Leo XIII, 1810–1903, pope (1878–1903), an Italian (b. Carpineto, E of Rome) named Gioacchino Pecci; successor of Pius IX. Ordained in 1837, he earned an excellent reputation as archbishop of Perugia (1846–77), and was created cardinal in 1853. Leo's election brought a turn in the course of the papacy; he was abreast of the times and tried, especially by preaching to the whole church, in encyclical letters, to form Roman Catholic attitudes appropriate to living in the modern world. His influence was increased by the length of his reign; thus he was able to furnish the college of cardinals with an unusual number of excellent men (including John Henry Newman in 1879 and James Gibbons in 1886). By a combination of vigor and tact he ended the Kulturkampf (1887). He tried repeatedly to bring French Roman Catholics to support the republic. In 1885 his encyclical Immortale Dei charted the course of Catholics as responsible citizens in modern secular, democratic states; he thus refuted both the French royalists' claim that they were especially good Catholics and the contention of French anti-Catholics that the church was committed to political reaction. The letter was a great vindication of Catholic democrats. With the anti-Catholic government of Italy there was no conciliation. Leo's program for society appeared in Rerum novarum (1891), an arraignment of capitalism that also showed the insufficiencies of Marxian socialism; it set up Catholic aims and ideals. (It was supplemented in Quadragesimo Anno [1931] of Pius XI and in Mater et Magistra [1961] of John XXIII.) Leo met the intellectual attack on Christianity by advancing Thomism, with its insistence that there can be no conflict between science and faith; to this end he wrote Aeterni Patris (1879), declaring the philosophy of St. Thomas Aquinas official and requiring its study; he also founded the institute of Thomistic philosophy at the Univ. of Louvain. He was profoundly interested in the advancement of learning.
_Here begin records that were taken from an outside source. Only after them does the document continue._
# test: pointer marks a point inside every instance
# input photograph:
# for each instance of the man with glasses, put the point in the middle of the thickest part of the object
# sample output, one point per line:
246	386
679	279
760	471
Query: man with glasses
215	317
He opened the Vatican secret archives to all scholars, and he reminded Catholic historians that nothing but the whole truth must be found in their work. He encouraged Bible study and set up (1902) the permanent Biblical Commission. He sponsored a number of faculties and universities, including the Catholic Univ. at Washington, D.C. For sheer productivity Leo surpassed all his predecessors in modern times. He was succeeded by Pius X.

See biography by K. K. Burton (1962); studies by L. P. Wallace (1966) and J. Watzlawik (1966); E. Gilson, ed., The Church Speaks to the Modern World (tr. 1954; con aining nine encyclicals of Pope Leo XIII); E. T. Gargan, ed., Leo XIII and the Modern World (1961).